Groundwater in the U.S. and throughout the world is an “out-of-sight, out-of-mind” resource. As rain, melted ice, and snowpack seep into the soil, it’s stored in large subsurface aquifers that provide fresh water for drinking, agriculture, industry, and even energy production. Groundwater is vital to humanity’s survival on the planet, as it provides 99 percent of all liquid freshwater on Earth, and roughly 2.5 billion people rely on these systems for survival.

Despite its importance, measuring our impact on aquifers—and galvanizing support to protect them—can be an uphill battle because of their locked-away and subterranean nature. But a new study, published in the journal Nature, is raising the global alarm for protecting these resources while also providing examples of policy changes and other methods that have helped restore previously declining groundwater aquifers.

In the study, scientists from University College London, University of California at Santa Barbara, and ETH Zürich curated groundwater measurements gathered from 170,000 wells in 1,700 aquifer systems. According to the researchers, this is the first global view into groundwater levels from ground-based data, providing a level of detail that’s impossible to achieve with just satellite or computer-generated models. While their findings are mostly bad news, there is a dash of good news mixed in as well.

“The study has found that groundwater levels are declining by more than 10 cm per year in 36% of the monitored aquifer systems,” the researchers report in a UCL press statement. “It has also reported rapid declines of more than 50 cm per year in 12% of the aquifer systems with the most severe declines observed in cultivated lands in dry climates.”

This is consistent with last year’s New York Times report, which revealed that out of the U.S.’s 80,000 groundwater wells, 40 percent had reached all-time lows within the past decade. As the report also emphasizes, the hardest hit places were states like Arizona, which is even restricting new development due to water concerns. Other, non-Western states also showed signs of groundwater depletion.

This new study identifies sharp groundwater declines in Iran, Chile, Mexico, and the U.S., and warns that drained aquifers can lead to seawater intrusion and land subsidence (sinking). It can also impact the natural function of wetlands and rivers, and previous studies have even suggest that groundwater pumping is causing the entire planet to tilt.

But in a rare moment (especially when talking about climate change), the study also comes with some good news, reporting that a future of completely depleted aquifers is far from a foregone conclusion.

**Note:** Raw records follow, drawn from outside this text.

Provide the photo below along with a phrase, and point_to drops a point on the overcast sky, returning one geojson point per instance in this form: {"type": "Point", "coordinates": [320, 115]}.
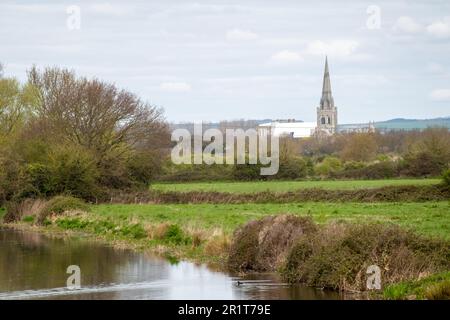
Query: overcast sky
{"type": "Point", "coordinates": [214, 60]}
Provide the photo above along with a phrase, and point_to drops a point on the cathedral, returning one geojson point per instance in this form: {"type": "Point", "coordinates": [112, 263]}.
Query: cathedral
{"type": "Point", "coordinates": [327, 111]}
{"type": "Point", "coordinates": [326, 123]}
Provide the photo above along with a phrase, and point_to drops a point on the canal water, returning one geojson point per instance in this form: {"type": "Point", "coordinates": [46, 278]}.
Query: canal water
{"type": "Point", "coordinates": [33, 266]}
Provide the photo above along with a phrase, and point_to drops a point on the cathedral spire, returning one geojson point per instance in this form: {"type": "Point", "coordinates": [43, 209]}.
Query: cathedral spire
{"type": "Point", "coordinates": [327, 101]}
{"type": "Point", "coordinates": [327, 111]}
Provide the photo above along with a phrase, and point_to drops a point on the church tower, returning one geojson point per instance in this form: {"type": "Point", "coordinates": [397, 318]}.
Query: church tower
{"type": "Point", "coordinates": [326, 112]}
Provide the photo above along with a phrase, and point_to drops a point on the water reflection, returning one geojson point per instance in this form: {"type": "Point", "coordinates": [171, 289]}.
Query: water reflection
{"type": "Point", "coordinates": [33, 266]}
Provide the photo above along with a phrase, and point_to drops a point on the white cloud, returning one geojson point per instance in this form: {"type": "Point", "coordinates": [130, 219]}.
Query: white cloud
{"type": "Point", "coordinates": [175, 87]}
{"type": "Point", "coordinates": [340, 48]}
{"type": "Point", "coordinates": [435, 68]}
{"type": "Point", "coordinates": [109, 9]}
{"type": "Point", "coordinates": [287, 57]}
{"type": "Point", "coordinates": [240, 35]}
{"type": "Point", "coordinates": [440, 29]}
{"type": "Point", "coordinates": [407, 24]}
{"type": "Point", "coordinates": [440, 95]}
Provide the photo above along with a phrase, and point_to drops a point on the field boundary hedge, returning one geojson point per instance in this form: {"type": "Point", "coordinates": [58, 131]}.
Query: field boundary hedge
{"type": "Point", "coordinates": [383, 194]}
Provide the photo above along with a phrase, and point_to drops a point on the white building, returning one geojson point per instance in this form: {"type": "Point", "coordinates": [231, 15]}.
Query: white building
{"type": "Point", "coordinates": [326, 117]}
{"type": "Point", "coordinates": [288, 128]}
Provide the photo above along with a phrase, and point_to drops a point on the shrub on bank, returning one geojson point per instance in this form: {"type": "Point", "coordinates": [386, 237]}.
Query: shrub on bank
{"type": "Point", "coordinates": [261, 245]}
{"type": "Point", "coordinates": [337, 256]}
{"type": "Point", "coordinates": [380, 170]}
{"type": "Point", "coordinates": [58, 205]}
{"type": "Point", "coordinates": [446, 177]}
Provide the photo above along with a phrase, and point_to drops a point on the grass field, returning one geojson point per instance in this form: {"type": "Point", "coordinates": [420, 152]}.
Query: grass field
{"type": "Point", "coordinates": [284, 186]}
{"type": "Point", "coordinates": [430, 218]}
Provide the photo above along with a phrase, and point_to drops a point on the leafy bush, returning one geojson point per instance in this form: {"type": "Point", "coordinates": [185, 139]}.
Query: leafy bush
{"type": "Point", "coordinates": [135, 231]}
{"type": "Point", "coordinates": [328, 166]}
{"type": "Point", "coordinates": [174, 234]}
{"type": "Point", "coordinates": [59, 204]}
{"type": "Point", "coordinates": [292, 168]}
{"type": "Point", "coordinates": [446, 177]}
{"type": "Point", "coordinates": [247, 172]}
{"type": "Point", "coordinates": [380, 170]}
{"type": "Point", "coordinates": [73, 171]}
{"type": "Point", "coordinates": [337, 256]}
{"type": "Point", "coordinates": [261, 245]}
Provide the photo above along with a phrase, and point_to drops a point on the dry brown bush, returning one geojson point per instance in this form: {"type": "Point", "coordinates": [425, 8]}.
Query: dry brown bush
{"type": "Point", "coordinates": [262, 245]}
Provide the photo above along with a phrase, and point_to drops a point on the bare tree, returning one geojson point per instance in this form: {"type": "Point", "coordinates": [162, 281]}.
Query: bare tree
{"type": "Point", "coordinates": [93, 113]}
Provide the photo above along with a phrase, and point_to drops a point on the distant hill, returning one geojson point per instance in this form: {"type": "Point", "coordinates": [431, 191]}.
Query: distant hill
{"type": "Point", "coordinates": [393, 124]}
{"type": "Point", "coordinates": [411, 124]}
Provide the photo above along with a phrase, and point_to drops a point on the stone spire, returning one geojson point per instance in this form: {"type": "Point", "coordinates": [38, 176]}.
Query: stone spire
{"type": "Point", "coordinates": [327, 101]}
{"type": "Point", "coordinates": [327, 111]}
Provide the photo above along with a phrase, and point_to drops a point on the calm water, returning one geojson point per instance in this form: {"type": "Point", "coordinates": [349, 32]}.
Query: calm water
{"type": "Point", "coordinates": [33, 266]}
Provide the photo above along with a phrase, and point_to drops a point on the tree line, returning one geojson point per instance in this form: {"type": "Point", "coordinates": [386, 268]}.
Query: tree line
{"type": "Point", "coordinates": [61, 133]}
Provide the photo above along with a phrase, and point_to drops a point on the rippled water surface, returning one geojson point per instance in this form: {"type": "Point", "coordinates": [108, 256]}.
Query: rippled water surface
{"type": "Point", "coordinates": [33, 266]}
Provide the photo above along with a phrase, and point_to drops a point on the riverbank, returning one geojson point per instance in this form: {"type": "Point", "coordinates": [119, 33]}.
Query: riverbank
{"type": "Point", "coordinates": [202, 233]}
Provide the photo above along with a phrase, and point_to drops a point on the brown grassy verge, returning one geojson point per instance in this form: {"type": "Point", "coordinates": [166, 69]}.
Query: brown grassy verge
{"type": "Point", "coordinates": [384, 194]}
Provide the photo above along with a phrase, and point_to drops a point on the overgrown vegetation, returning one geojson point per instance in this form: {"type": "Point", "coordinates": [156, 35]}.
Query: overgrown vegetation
{"type": "Point", "coordinates": [336, 255]}
{"type": "Point", "coordinates": [434, 287]}
{"type": "Point", "coordinates": [392, 194]}
{"type": "Point", "coordinates": [342, 156]}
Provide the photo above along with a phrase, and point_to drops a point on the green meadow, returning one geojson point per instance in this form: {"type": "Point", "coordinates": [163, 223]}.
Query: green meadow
{"type": "Point", "coordinates": [429, 218]}
{"type": "Point", "coordinates": [285, 186]}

The researchers note that aquifers in Thailand, Spain, and even some in the U.S. that showed signs of decline in the 1980s and 1990s, have recovered due to improved regulation and other water-restoring methods, such as interbasin transfers.

Although buried beneath the Earth’s surface, groundwater is finally getting the attention it deserves, and evidence shows that smart management can help sustain these life-supporting aquifers for generations to come.